Glossary of important terms
- Magma: hot, molten rock beneath the surface.
- Lava: magma that reaches the surface.
- Country rock: preexisting rock surrounding a magma intrusion.
- Xenolith: a fragment of country rock embedded in magma or erupted rocks.
- Pyroclasts: fragments of rock ejected during explosive volcanic eruptions.
- Intrusive (plutonic) rocks: rocks that crystallized below the surface.
- Extrusive (volcanic) rocks: rocks that crystallized at or near the surface.
- Felsic: silica- and light-element-rich, high silica rocks (often light-colored minerals like quartz and feldspars).
- Intermediate: composition between felsic and mafic.
- Mafic: silica-lower, magnesium- and iron-rich rocks.
- Ultramafic: very low silica content with high Mg and Fe content (e.g., olivine-dominated rocks).
- Bowen’s reaction series: the sequence of mineral crystallization with decreasing temperature.
- Fractional crystallization: removal of early-formed crystals from melt, progressively changing melt composition.
- Decompression melting: melting induced by pressure decrease rather than temperature increase.
- Peridotite: mantle rock composition; main source for many mantle-derived magmas.
- Komatiite: ultramafic extrusive rock associated with high degrees of mantle melting in Earth's history.
Equations and key numerical references (LaTeX)

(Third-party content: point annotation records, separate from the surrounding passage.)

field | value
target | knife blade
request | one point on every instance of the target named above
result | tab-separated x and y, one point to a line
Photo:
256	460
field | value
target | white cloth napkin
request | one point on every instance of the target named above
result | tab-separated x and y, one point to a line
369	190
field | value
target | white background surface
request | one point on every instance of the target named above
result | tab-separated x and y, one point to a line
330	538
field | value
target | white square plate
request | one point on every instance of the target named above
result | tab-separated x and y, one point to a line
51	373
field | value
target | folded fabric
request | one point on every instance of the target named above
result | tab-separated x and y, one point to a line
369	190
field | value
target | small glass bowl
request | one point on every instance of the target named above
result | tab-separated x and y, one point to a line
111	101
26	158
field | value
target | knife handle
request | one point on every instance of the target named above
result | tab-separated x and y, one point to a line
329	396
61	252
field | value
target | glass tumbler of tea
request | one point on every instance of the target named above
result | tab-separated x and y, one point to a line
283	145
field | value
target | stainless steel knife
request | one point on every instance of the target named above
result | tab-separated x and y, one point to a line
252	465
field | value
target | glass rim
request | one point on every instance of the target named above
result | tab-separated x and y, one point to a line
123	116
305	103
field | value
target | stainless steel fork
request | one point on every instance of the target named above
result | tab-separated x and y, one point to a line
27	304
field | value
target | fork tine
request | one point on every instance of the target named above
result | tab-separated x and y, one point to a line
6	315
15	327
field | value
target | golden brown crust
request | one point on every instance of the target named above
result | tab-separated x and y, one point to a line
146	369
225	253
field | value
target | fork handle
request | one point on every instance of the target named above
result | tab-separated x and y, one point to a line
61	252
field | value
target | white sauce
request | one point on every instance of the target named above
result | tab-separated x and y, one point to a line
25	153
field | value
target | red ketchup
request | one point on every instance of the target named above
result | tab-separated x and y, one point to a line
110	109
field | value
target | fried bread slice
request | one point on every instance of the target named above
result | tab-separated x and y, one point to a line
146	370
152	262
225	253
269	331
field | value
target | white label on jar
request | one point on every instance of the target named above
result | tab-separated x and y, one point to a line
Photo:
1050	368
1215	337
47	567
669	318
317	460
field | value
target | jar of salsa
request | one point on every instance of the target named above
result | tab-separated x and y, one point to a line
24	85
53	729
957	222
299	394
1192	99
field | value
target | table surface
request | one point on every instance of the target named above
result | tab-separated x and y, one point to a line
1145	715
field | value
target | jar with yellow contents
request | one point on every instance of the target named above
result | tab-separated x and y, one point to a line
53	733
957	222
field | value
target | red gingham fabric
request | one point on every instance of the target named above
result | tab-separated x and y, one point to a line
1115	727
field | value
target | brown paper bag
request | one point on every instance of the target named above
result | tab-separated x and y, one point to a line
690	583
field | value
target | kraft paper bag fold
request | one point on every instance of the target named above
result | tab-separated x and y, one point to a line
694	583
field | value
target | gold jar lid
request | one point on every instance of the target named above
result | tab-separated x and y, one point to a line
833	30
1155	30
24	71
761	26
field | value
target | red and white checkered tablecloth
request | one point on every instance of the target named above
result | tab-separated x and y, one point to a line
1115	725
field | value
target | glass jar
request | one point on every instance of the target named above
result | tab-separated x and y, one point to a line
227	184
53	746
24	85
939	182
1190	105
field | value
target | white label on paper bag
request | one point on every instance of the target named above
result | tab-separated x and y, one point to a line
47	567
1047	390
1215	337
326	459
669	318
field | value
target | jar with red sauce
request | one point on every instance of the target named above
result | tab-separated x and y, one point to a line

- Magma temperature range:
630^{\circ}C \le T \le 1300^{\circ}C - Bowen’s crystallization temperature window (illustrative):
T \approx 1300^{\circ}C \rightarrow 750^{\circ}C - Silica tetrahedron unit (conceptual):
\mathrm{SiO_4}^{4-} - General trend: as silica content increases, Fe/Mg content tends to decrease while Na/K/Ca can vary, altering mineral stability and viscosity.
- Magma temperature range:
Notes for study and lab preparation
- Be able to distinguish intrusive vs extrusive textures by grain size and cooling rate.
- Recognize the four compositional classes and the role of silica in defining them.
- Understand how magma generation, ascent, and crystallization produce the diversity of rocks.
- Be familiar with the concept of country rock and xenoliths as field evidence for a shared magma source and crustal interaction.
- Know the basic Bowen sequence and its implications for mineralogy and rock type evolution.